So it has some utility in a strict table that you can't get otherwise.

[1]

https://www.sqlite.org/stricttables.html#the_any_datatype

SQLite wrote at 2021-11-28 20:59:46:

The ANY datatype in STRICT mode behaves the same as a column with no datatype

at all in ordinary SQLite. ANY does not give you any new capabilities.

brigandish wrote at 2021-11-29 00:31:26:

I see. I like SQLite but the idea that there were people leaving the type information off of their columns entirely to take advantage of this hidden(?) "feature" is something I'll wonder about for a while.

dkjaudyeqooe wrote at 2021-11-29 10:02:37:

That's how I've always used SQLite, with no column type information, then I use the API to populate the column with type information as well as the value, thus implying the Any type. This is now explicit in strict tables.

As an embedded SQL engine I think this is the most rational way to use it, making it very predictable and very flexible.

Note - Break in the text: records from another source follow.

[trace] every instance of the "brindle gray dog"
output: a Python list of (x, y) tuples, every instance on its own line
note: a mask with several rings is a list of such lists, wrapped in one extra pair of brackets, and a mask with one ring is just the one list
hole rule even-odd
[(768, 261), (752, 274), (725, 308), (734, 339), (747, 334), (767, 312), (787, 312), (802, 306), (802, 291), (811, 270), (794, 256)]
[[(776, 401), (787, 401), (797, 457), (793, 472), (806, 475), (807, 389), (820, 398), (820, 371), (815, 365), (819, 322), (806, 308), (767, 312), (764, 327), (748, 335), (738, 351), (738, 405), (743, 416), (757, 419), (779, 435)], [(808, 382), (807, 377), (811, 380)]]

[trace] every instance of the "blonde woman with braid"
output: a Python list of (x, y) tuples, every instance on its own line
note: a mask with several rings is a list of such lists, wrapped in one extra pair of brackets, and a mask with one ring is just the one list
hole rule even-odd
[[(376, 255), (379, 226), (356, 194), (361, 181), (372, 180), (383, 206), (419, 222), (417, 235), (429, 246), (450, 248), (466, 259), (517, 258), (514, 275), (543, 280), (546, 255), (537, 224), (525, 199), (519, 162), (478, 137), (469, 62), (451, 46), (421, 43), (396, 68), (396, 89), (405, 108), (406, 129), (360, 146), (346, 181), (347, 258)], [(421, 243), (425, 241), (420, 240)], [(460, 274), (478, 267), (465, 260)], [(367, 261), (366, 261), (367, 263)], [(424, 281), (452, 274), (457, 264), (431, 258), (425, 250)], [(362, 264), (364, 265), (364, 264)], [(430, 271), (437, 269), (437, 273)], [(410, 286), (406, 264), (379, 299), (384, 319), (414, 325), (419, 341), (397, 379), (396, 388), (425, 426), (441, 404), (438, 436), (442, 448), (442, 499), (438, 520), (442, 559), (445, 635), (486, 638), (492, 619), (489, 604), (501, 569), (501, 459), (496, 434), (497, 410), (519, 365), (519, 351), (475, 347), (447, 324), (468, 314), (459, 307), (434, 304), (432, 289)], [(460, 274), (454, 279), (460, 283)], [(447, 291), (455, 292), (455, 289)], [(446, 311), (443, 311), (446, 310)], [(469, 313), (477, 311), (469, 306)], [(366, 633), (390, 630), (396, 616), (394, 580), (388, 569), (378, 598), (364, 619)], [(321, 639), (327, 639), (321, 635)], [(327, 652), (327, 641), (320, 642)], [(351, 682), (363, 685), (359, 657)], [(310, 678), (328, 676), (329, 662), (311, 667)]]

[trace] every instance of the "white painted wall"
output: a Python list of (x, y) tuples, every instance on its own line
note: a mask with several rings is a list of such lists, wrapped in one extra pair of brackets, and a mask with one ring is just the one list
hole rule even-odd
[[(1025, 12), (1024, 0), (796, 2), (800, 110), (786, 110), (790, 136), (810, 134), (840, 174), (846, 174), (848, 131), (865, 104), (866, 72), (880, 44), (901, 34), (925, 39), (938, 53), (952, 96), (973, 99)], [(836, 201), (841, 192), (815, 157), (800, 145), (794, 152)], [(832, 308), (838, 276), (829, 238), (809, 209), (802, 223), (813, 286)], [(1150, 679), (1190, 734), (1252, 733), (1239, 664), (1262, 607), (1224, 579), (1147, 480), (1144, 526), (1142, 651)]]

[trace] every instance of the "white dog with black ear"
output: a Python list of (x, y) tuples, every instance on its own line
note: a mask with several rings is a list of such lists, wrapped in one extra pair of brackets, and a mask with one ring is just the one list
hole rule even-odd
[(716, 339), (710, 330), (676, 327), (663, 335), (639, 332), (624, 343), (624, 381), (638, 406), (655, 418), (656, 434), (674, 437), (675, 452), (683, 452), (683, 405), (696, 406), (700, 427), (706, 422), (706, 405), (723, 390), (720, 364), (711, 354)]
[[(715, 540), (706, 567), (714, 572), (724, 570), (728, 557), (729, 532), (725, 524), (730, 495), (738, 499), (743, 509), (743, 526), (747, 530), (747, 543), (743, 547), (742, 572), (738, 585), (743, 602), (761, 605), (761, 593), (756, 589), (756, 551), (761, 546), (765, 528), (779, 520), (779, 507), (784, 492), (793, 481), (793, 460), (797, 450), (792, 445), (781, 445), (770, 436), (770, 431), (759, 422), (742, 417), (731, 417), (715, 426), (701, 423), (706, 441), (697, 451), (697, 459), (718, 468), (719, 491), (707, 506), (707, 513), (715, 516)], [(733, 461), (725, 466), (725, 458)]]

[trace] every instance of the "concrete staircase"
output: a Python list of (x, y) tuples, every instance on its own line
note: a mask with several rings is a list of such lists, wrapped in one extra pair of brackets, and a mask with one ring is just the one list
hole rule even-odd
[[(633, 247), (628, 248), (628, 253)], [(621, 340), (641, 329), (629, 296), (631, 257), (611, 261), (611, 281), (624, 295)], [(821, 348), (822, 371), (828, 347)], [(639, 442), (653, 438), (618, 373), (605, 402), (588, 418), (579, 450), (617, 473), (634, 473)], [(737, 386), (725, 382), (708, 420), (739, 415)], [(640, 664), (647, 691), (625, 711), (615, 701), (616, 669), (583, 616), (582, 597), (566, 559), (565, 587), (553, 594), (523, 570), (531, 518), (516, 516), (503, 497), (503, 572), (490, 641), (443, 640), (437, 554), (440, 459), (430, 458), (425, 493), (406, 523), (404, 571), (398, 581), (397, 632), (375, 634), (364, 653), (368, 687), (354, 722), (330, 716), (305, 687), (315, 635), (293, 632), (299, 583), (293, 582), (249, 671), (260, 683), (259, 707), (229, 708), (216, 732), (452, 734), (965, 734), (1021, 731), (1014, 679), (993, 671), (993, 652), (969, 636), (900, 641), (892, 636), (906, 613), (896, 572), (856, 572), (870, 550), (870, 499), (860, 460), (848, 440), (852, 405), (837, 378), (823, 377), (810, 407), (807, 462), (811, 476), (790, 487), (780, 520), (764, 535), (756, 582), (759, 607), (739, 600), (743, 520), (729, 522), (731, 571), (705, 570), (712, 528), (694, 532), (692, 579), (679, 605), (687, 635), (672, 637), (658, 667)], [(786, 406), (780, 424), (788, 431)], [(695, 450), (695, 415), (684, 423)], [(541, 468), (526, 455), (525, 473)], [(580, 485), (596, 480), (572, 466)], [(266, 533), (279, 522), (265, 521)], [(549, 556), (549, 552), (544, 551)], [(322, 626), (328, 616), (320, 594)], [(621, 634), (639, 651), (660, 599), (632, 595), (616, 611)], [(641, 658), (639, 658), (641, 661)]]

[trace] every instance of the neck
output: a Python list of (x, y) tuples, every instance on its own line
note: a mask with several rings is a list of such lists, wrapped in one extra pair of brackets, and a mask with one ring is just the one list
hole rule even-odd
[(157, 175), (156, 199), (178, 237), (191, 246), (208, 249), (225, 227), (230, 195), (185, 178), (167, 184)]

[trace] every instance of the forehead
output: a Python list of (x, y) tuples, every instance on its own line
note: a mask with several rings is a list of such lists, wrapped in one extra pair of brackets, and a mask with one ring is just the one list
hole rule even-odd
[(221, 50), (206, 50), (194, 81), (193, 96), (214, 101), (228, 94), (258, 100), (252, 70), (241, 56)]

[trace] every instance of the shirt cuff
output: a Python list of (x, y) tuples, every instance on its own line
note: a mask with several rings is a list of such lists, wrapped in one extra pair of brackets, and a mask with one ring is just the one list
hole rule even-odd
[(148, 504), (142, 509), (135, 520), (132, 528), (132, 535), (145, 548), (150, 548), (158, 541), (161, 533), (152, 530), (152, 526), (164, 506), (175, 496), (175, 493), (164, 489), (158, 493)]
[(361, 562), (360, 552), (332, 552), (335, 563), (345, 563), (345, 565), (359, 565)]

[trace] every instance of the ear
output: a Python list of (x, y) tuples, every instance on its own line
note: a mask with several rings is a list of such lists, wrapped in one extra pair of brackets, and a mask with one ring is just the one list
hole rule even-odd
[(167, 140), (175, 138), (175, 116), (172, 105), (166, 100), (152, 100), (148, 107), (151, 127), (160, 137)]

contingencies wrote at 2021-11-27 22:15:55:

Couldn't resist.

https://imgur.com/a/W3nufMT

belter wrote at 2021-11-27 22:28:21:

https://youtu.be/st6-DgWeuos

mastax wrote at 2021-11-27 22:04:48:

Well I definitely prefer the new strict mode, I'll enable that right away. I've long fantasized about a mode that would make SQLite behave like a normal SQL database, but this is not that. You still can't store a float in the database and get it back out unmodified. SQLite will expand it to a double, and it can't store NaNs. And probably more overhead to be able to support storing strings in my REAL column. Oh well.

I tried out DuckDB which is more my style but the .NET libs are poor and I can't shave that yak right now.

dotancohen wrote at 2021-11-28 11:40:06:

  > You still can't store a float in the database and get it back out unmodified. SQLite will expand it to a double,

When would a double not be an acceptable replacement for float? Seriously interested. If the application layer works with floats, then a double-precision float should contain all possible values. I'd really love to hear about the use-case, I'm sure they exist even if I can't think of one.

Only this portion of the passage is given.